When he tries to get into Harvard Medical School, he finds out that he can't afford it. So he applies for the Robinson Scholarship, a full ride awarded to one of hundreds of applicants, and the winner must "jump off the page."
But Ben just isn't that person. However, when he answers a question in a class taught by former blackjack player Micky Rosa (Kevin Spacey), it opens the door to everything his character is missing in his boring life.
Joining a team of card counters, including love interest Jill Taylor (Kate Bosworth), Ben shirks his schoolwork, his friends and their robot invention for weekends in Vegas, loads of money and the girl of his dreams.
That is, until he gets a conscience.
One night it all goes wrong after a firm dose of reality is dealt to Ben by his friends, and he is looking at a $200,000 loss and the absence of Micky's help.
He hatches a scheme, like all geniuses in the movies, and leads the team in an attempt to win the money back without the help of their leader.
The plan backfires, leaving Ben in the clutches of Cole Williams (Laurence Fishburne), an old-school, card-counting detection specialist who is losing his job to face-reading software.
That's when the movie gets predictably unpredictable, as true agendas are revealed and unlikely heroes are made.
If you think you've heard this before, you probably have. It's the same with everything being made in Hollywood these days.
The script is also laughable and not because there are great one-liners. Some conversations and situations the twenty-something's find themselves in just bring a chuckle to the surface instead of deep thought.

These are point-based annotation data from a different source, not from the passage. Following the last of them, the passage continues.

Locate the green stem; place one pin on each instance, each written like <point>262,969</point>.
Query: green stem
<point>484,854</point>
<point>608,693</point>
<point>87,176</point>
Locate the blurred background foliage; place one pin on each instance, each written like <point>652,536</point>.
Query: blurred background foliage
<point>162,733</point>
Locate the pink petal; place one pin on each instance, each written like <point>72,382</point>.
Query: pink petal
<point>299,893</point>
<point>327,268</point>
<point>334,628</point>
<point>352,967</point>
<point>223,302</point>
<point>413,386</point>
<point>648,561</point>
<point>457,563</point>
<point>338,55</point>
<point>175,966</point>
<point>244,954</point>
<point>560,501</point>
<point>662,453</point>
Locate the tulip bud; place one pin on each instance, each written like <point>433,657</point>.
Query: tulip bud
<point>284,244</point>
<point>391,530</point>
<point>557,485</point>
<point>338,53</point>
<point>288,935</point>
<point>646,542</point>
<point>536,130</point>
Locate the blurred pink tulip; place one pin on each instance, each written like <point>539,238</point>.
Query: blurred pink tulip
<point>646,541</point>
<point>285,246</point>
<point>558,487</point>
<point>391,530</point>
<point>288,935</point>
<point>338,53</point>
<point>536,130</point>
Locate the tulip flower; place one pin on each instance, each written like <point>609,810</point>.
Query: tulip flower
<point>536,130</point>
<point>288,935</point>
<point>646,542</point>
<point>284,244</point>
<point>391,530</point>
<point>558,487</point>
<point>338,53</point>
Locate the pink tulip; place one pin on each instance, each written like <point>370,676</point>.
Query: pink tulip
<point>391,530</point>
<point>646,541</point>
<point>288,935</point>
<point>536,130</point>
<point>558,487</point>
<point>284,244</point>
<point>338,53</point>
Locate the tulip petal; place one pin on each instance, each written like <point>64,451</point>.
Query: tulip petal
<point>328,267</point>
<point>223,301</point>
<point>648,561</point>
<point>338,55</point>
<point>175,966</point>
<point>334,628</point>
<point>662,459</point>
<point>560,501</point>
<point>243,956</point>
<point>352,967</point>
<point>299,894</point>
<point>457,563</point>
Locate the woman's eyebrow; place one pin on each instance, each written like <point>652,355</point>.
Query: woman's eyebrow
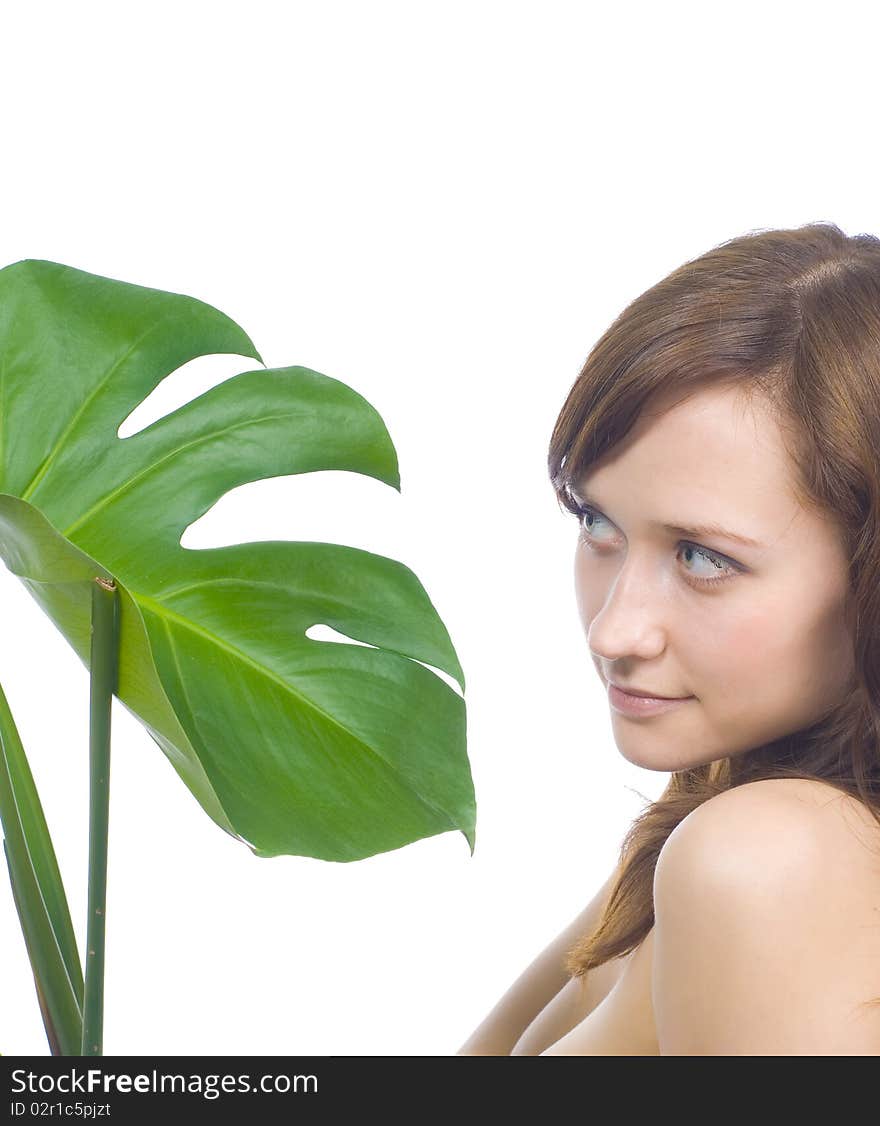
<point>680,529</point>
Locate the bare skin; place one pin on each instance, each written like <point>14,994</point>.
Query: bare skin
<point>760,653</point>
<point>757,654</point>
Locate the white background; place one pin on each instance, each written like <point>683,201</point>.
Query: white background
<point>443,205</point>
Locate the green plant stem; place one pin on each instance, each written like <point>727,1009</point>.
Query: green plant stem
<point>105,663</point>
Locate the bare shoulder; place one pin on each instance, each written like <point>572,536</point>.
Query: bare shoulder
<point>768,925</point>
<point>798,819</point>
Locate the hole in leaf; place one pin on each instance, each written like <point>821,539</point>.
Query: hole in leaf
<point>180,386</point>
<point>321,632</point>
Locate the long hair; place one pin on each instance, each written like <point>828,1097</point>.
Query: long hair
<point>792,315</point>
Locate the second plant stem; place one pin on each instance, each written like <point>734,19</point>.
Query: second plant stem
<point>104,664</point>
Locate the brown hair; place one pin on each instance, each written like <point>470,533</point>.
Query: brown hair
<point>793,315</point>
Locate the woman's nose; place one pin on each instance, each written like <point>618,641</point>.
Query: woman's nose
<point>630,619</point>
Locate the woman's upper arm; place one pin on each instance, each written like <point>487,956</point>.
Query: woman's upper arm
<point>536,986</point>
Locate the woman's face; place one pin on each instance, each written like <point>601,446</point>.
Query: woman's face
<point>759,653</point>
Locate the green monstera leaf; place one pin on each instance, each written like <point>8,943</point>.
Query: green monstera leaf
<point>292,744</point>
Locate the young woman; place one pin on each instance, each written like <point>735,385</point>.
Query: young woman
<point>720,450</point>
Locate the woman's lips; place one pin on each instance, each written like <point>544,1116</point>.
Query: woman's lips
<point>641,705</point>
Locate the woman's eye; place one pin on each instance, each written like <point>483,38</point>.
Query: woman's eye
<point>710,568</point>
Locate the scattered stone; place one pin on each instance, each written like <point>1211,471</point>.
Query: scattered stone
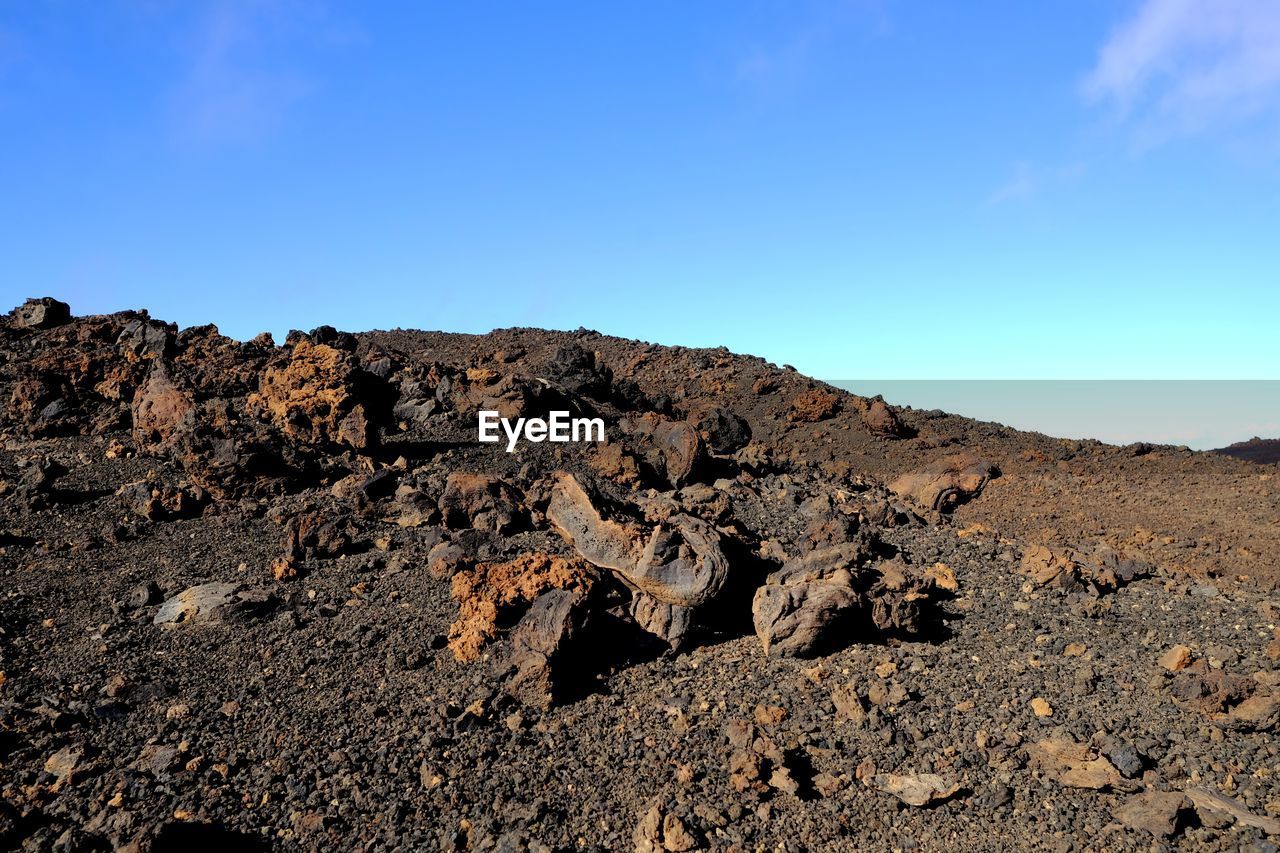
<point>918,789</point>
<point>946,483</point>
<point>1153,811</point>
<point>44,313</point>
<point>1074,765</point>
<point>1208,802</point>
<point>215,602</point>
<point>1176,658</point>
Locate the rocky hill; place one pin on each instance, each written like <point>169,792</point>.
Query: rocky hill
<point>280,597</point>
<point>1265,451</point>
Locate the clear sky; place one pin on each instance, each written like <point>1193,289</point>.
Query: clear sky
<point>1069,188</point>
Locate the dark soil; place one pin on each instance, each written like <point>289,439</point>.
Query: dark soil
<point>1027,643</point>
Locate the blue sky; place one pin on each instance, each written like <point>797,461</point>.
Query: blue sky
<point>1084,188</point>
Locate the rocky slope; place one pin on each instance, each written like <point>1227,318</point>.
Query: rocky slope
<point>1265,451</point>
<point>280,597</point>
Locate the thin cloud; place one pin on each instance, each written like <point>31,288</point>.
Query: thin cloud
<point>243,76</point>
<point>1028,181</point>
<point>1022,185</point>
<point>1182,67</point>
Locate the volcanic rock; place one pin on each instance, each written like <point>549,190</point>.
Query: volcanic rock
<point>946,483</point>
<point>42,313</point>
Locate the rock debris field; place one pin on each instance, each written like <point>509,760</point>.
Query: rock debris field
<point>260,596</point>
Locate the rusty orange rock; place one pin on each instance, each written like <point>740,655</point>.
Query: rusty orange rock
<point>492,589</point>
<point>312,398</point>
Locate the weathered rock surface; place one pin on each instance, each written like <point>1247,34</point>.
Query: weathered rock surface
<point>945,484</point>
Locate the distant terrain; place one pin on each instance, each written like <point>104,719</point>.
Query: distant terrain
<point>277,596</point>
<point>1256,450</point>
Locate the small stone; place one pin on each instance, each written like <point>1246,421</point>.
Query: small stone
<point>1156,812</point>
<point>1176,658</point>
<point>769,715</point>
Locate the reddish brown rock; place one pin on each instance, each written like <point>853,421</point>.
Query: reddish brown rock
<point>315,397</point>
<point>946,483</point>
<point>813,405</point>
<point>160,409</point>
<point>492,589</point>
<point>483,502</point>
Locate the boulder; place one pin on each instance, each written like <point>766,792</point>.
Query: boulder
<point>800,605</point>
<point>946,483</point>
<point>679,561</point>
<point>318,396</point>
<point>481,501</point>
<point>42,313</point>
<point>214,602</point>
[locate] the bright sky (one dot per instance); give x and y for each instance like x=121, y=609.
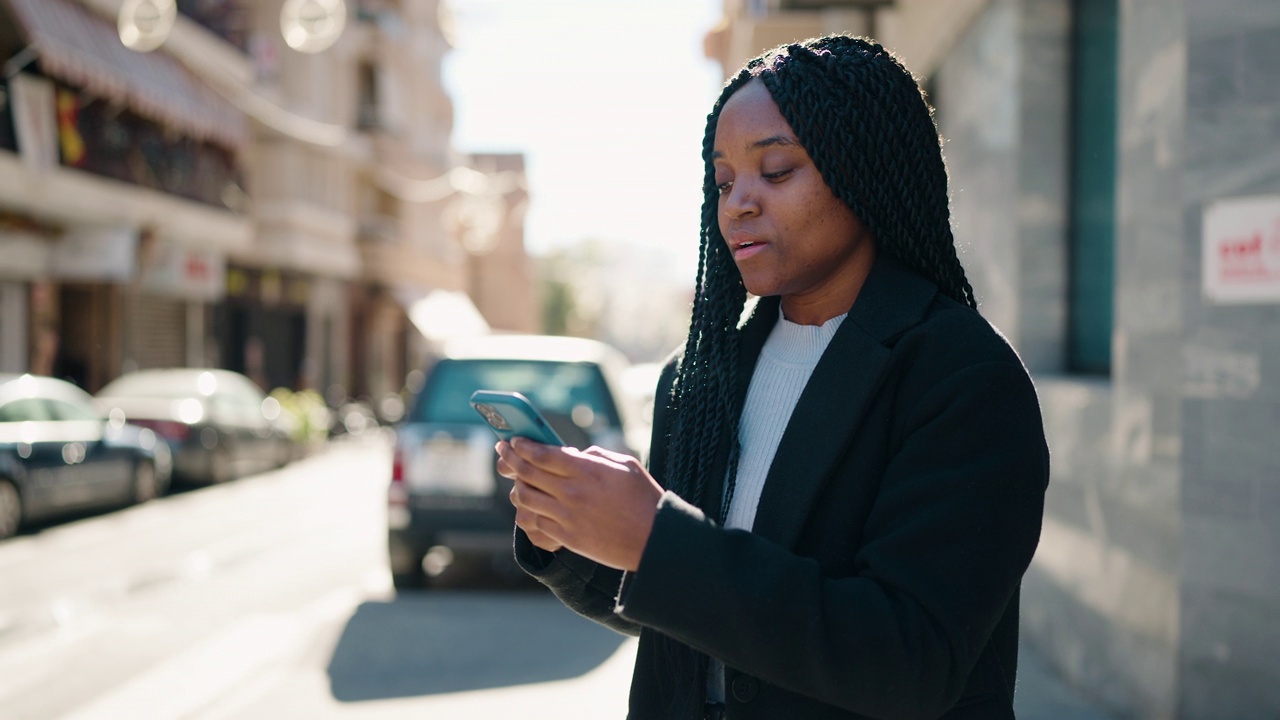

Sturgess was delightful in "Across the Universe" and is the perfect fit for Campbell's origins, but his ability to portray a superstar-wannabe, big-shot blackjack hustler isn't among his talents. He looks out of place on screen.
One thing "21" does well, though, is explain the culture surrounding card counting. It describes the language counters use, the system they employ and the trouble they find themselves in once they get discovered.
Just as "The Fast and the Furious" made people think they could race cars on the street with no training, the on-screen exploits in "21" almost make it seem like anyone can do it, not just mathematical geniuses and the actors who play them.
The problem is the story needed to go beyond the card counting. It lacks a powerful punch to separate it from the pack of movies now in theaters.
And it needed some actors that could draw the best out of the film, something even Kevin Spacey couldn't do on a regular basis.
It had promise, but it didn't deliver the chicken dinner.